Kecmanovic enjoyed career-best runs to the last 16 at the Australian Open and third round at Roland Garros.
He has also broken into the top 30 for the first time.
Djokovic, bidding to join Pete Sampras as a seven-time Wimbledon champion, is in the third round at the All England Club for the 16th time.
Second-round victim Thanasi Kokkinakis took just seven games off the 35-year-old.
“I got chopped,” was the Australian’s frank summary.
Isner may be 37 but his power on a grass-court remains undiminished. The giant American has unleashed 90 aces in two rounds so far, including 36 in his defeat of two-time champion Andy Murray in the second round.
Isner, a semi-finalist in 2018, has 13,724 career aces to sit just four behind the all-time record held by Ivo Karlovic.
He faces Italian 10th seed Jannik Sinner for a place in the fourth round.
“It’s not going to put me in the Hall of Fame or anything like that, because that’s not me,” said Isner.
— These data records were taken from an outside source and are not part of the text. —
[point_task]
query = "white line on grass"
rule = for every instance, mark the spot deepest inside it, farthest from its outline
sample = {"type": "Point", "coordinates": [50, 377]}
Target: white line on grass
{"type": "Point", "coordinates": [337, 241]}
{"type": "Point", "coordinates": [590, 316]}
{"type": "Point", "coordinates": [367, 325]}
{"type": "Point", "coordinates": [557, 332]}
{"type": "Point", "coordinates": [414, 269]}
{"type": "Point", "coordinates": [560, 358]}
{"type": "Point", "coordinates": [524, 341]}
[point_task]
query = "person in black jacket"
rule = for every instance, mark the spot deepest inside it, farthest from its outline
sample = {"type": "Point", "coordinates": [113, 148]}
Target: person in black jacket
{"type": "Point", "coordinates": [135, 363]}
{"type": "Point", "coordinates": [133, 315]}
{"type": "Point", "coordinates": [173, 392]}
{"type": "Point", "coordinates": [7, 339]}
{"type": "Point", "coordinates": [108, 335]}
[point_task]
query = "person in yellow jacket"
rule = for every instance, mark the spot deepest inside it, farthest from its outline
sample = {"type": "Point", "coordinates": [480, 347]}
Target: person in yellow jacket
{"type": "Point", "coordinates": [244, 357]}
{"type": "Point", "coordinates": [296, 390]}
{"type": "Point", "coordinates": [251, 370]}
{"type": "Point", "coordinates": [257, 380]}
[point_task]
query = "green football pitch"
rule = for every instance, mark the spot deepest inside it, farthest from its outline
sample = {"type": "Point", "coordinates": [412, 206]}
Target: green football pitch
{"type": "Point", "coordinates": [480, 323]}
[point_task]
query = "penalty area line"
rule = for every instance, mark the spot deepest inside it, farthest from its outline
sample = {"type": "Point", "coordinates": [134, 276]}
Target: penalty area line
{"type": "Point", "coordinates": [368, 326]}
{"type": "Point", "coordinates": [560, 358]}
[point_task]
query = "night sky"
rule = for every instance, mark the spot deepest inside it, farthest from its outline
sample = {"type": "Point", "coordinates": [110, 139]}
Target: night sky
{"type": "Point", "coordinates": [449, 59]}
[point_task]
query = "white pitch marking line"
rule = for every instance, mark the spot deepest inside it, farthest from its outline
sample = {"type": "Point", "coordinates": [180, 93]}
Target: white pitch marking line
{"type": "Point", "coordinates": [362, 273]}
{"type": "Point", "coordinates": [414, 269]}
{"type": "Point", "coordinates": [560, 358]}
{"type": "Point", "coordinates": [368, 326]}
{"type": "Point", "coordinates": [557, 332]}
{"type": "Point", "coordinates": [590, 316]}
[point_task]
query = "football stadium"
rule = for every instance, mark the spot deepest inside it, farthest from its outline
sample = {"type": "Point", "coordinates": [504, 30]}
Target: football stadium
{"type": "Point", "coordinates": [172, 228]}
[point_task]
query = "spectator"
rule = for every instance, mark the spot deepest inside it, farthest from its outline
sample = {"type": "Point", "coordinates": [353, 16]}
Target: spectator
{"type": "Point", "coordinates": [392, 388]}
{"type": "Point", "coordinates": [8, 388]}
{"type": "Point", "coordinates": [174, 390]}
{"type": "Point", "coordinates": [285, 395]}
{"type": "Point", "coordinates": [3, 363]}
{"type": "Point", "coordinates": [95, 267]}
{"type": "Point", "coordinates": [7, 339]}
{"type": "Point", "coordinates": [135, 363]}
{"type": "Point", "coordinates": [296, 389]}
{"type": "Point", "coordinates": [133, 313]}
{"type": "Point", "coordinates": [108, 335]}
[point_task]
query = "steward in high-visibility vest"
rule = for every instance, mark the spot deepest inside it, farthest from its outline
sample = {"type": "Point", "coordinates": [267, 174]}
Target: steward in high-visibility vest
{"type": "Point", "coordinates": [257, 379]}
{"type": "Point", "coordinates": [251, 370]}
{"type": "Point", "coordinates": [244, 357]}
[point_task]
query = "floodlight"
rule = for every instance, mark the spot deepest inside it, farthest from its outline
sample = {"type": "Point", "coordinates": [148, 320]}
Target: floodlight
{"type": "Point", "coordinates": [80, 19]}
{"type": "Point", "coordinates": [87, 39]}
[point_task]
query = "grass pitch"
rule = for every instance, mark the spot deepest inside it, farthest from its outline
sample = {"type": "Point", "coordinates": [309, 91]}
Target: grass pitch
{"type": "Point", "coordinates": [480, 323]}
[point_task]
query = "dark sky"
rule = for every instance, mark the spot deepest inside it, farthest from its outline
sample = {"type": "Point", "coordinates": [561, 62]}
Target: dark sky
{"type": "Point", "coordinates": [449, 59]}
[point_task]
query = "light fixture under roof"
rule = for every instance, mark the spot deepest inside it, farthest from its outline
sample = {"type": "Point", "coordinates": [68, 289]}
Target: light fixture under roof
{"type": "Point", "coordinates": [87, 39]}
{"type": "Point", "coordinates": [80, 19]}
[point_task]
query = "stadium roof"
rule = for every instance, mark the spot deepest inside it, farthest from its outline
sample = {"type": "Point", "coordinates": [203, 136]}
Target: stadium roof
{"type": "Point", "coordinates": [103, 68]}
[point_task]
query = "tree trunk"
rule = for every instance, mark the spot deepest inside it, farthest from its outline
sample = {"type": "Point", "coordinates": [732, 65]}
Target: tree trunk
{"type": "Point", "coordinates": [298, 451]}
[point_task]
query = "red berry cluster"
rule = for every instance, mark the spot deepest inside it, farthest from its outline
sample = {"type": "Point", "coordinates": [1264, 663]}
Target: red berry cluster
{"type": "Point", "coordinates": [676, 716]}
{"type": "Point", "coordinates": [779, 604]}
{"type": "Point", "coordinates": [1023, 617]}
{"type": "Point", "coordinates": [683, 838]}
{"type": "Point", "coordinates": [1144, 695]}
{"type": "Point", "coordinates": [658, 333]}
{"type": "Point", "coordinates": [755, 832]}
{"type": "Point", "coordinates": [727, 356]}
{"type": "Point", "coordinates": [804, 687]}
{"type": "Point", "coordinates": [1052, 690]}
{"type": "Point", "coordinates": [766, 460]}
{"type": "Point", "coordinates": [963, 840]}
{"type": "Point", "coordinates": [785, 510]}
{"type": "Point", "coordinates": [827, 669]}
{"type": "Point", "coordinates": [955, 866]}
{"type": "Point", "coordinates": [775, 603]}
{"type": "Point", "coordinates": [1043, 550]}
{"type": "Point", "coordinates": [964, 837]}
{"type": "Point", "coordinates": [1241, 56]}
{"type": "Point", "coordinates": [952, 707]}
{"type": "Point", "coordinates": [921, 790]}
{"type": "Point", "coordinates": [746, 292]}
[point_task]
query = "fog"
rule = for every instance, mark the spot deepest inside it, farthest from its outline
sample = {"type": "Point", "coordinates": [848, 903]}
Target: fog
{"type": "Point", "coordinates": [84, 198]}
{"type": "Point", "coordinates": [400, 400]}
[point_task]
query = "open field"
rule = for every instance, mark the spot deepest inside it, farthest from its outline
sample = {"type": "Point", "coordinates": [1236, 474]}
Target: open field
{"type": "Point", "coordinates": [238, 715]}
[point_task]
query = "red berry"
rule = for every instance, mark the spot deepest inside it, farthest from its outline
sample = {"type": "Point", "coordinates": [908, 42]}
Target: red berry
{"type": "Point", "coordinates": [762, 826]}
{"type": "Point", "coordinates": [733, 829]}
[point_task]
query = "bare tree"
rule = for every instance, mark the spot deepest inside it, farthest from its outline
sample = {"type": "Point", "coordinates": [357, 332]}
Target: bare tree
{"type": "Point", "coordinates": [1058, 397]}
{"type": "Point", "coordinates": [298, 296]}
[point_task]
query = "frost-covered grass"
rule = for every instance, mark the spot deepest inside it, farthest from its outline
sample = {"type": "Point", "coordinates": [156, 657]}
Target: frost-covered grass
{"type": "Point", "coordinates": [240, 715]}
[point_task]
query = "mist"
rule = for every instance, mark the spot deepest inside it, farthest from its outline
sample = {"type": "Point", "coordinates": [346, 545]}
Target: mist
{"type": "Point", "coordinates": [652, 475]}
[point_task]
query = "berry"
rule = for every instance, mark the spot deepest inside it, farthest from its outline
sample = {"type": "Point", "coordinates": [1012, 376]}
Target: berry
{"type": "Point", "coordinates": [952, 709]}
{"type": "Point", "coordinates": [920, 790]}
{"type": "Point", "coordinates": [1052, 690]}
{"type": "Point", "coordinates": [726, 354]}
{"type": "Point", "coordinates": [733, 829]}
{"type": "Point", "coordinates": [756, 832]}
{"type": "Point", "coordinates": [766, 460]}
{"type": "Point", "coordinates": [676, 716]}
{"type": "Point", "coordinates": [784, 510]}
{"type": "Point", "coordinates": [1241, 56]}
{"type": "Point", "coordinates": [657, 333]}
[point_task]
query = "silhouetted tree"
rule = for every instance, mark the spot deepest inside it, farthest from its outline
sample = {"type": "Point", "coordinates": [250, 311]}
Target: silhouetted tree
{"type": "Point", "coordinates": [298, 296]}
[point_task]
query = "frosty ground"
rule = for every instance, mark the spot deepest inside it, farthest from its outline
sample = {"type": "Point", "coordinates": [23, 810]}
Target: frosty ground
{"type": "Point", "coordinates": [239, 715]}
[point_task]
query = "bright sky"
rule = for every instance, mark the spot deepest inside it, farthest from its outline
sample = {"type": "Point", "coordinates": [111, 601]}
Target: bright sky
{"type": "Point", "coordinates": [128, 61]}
“But I will be the all-time leader. I’ll keep playing, keep adding to my total. I don’t know if it will get broken. I could be up there for a long time.”
At the other end of the age scale, Spanish teenager Carlos Alcaraz targets the last 16 for the first time when he faces Germany’s Oscar Otte.
Alcaraz needed five sets to see off Jan-Lennard Struff in the first round before sweeping past Tallan Griekspoor to make the last 32.
“I need more hours on court, on grass, to feel more comfortable,” said the 19-year-old.
Otte should be the fresher of the two.
He has dropped just five games in two rounds, helped by second-round opponent Christian Harrison retiring after just 15 minutes.
In the bottom section of Djokovic’s draw, only two seeds have survived.
British ninth seed Cameron Norrie faces Steve Johnson of the United States while US 30th seed Tommy Paul plays Jiri Vesely of the Czech Republic.
Three of the top 10 women’s seeds – Anett Kontaveit, Danielle Collins and US Open champion Emma Raducanu – failed to make the last 32 from their half of the draw.
But two Grand Slam champions have survived.
Angelique Kerber, the 2018 Wimbledon champion and a semi-finalist last year, takes on Elise Mertens while 2017 French Open winner Jelena Ostapenko meets Irina-Camelia Begu of Romania.
Greek fifth seed Maria Sakkari tackles Germany’s Tatjana Maria, one of three mothers who started out in the tournament.
Sakkari is attempting to reach the last 16 for the first time.